I may or may not be joking. But in terms of contributing to the debate, it’s as useful as Horizon (BBC2, 9pm, 29 January), which hired two twins and filled one with sugar and one with fat for a month to see which one is worse. Seriously, that’s what they did.

One twin ate an Atkins-style diet of steak, eggs and cheese, the other loaded up on sugary carbs, while tests determined the effect on their minds and bodies. We discovered that lots of fatty food slows you down and loads of sugar makes you hyper. I don’t want to jinx it, but I hear whispers of Nobel.
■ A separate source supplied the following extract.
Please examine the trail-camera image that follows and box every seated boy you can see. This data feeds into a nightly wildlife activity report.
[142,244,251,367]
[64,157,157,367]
Both lost weight. Fat twin dropped eight pounds! But the majority was muscle mass, which is bad news for his life expectancy, according to a doctor, who also warned fat twin he was approaching “pre-diabetic” levels. “In a month I’ve done myself some proper damage,” he bleated.

After 45 minutes, some sense started to filter into the show. “It’s about the overall balance of the diet,” explained a nutritionist.

“We’ve heard that before, but now we know our enemy,” said a twin. “It’s not fat. It’s not sugar. It’s the deadly, addictive, delicious mixture of fat and sugar combined!”

Sigh. So a decade after Supersize Me warned us a junk food diet would make us fat, Horizon warns us a junk food diet will make us fat. With progress like that, perhaps it’s no surprise that fixing the UK’s obesity problem is moving at a similarly lethargic rate.